La seule vraie différence, c’est qu’Uber ne paye pas de licence de taxi. Et c’est la seule raison pourquoi c’est moins cher, d’ailleurs.

Court et intéressant ce reportage. Pour mieux comprendre la réaction de plusieurs dirigeants allez consulter un des derniers de Bloomberg Business week 29 juin au5 juillet 2015, pp 54 à pp59.. L’approche bulldozer et démagogique de UBER à Portland Orégon…bafoue totalement la démocratie grâce à une armée de lobbyistes et de faux sondages, entre autres tactiques. C’est inacceptable et les municipalités devraient plutôt travailler avec l’industrie du taxi plutôt qu’avec des chevaliers d’industrie!

Le probléme avec Uber c’est qu’ils viennent chez -nous , installe un système font des profits et ne paye pas de taxe. Le président d’uber a déclaré en commission parlementaire que l’argent qu’il font au Québec est investit dans une banque en hollande. Les Québécois qui sont rarement solitaire et pense leur petit bien-être avant de penser a la collectivité se font exploiter encore une fois par une multinationale qui vaut des milliards. Pauvre petit peuple, et pendant ce temps tout ce que le ministre des transport a à dire c’est que l’industrie du taxi doit s’amélioré.
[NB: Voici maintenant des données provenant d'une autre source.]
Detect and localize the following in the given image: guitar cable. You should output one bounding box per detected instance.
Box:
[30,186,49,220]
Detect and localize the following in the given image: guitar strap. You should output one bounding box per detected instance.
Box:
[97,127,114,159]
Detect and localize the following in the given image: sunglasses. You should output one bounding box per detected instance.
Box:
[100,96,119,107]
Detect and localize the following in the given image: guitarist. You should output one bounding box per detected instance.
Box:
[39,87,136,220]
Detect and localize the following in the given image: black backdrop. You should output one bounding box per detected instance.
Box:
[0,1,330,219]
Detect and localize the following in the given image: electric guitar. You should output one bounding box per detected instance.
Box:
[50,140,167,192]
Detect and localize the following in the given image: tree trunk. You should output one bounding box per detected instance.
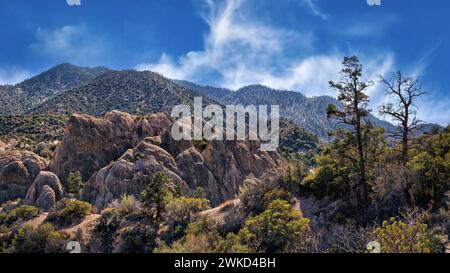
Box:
[355,91,369,221]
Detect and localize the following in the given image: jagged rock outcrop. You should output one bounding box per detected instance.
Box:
[0,140,7,153]
[50,111,135,184]
[24,171,64,210]
[56,111,284,208]
[0,151,48,203]
[83,138,186,208]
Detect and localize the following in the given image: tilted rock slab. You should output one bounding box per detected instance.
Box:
[24,171,64,211]
[50,111,285,208]
[0,151,48,203]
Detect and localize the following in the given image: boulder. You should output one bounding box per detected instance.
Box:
[50,111,285,208]
[0,151,48,203]
[35,185,56,211]
[82,138,186,208]
[24,171,64,210]
[0,140,8,153]
[50,111,135,185]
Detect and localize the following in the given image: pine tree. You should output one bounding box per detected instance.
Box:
[327,56,372,212]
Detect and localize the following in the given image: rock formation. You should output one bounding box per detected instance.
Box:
[82,138,186,208]
[24,171,64,210]
[50,111,135,184]
[0,140,7,153]
[77,112,284,208]
[0,151,48,203]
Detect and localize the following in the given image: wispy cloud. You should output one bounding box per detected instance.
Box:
[303,0,328,20]
[136,0,391,96]
[29,25,108,65]
[0,67,31,85]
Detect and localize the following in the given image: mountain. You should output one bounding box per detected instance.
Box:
[0,63,109,115]
[29,70,216,116]
[176,81,394,139]
[173,80,233,101]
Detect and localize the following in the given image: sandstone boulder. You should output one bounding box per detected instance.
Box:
[0,151,48,203]
[55,111,285,208]
[24,171,64,210]
[0,140,7,153]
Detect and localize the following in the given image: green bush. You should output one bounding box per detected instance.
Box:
[239,200,316,253]
[67,172,83,198]
[0,206,39,226]
[48,200,93,226]
[12,223,65,253]
[373,215,437,253]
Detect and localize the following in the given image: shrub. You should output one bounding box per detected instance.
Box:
[112,195,142,217]
[154,217,249,253]
[239,200,316,253]
[163,197,210,242]
[12,224,65,253]
[373,210,435,253]
[48,200,93,226]
[118,225,157,253]
[67,172,83,198]
[141,172,171,219]
[0,206,39,226]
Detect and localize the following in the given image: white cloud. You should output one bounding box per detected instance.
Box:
[30,25,107,65]
[66,0,81,6]
[136,0,390,95]
[0,67,31,85]
[303,0,328,20]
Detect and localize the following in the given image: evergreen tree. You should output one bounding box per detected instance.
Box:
[327,56,372,212]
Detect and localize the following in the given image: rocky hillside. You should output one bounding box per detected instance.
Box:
[0,64,109,115]
[0,114,68,150]
[175,81,393,139]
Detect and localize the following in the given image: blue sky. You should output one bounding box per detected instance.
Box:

C’est vraie que l’industrie doit s’amélioré, pendant ce temps la, Uber peu continuer à ne pas payer de taxes sans problèmes et aussi continuer à opérer une entreprise illégale. Payer ses taxes , l’austérité et observer la loi n’est appliqué qu’au petit citoyen . On est tu ben au Québec , venez chez nous les nouvelles entreprises le citoyen va vous encourager, vous ne payé pas de taxes, c,est lui qu’on va collecter a votre place pour payer le déficit.

Réfléchissez une seconde: si l’industrie actuelle du taxi était si respectueuse de ses clients (captifs jusqu’à l’apparition de Uber) et si les Québécois étaient aussi « solidaires » que vous le prétendez, Uber ne serait jamais venu s’installer ici car il n’y aurait vu aucun potentiel de profitabilité ou de croissance. Or, c’est tout le contraire qui est en train de se passer. Uber est de plus en plus populaire et les clients qui l’utilisent sont de plus en plus satisfaits.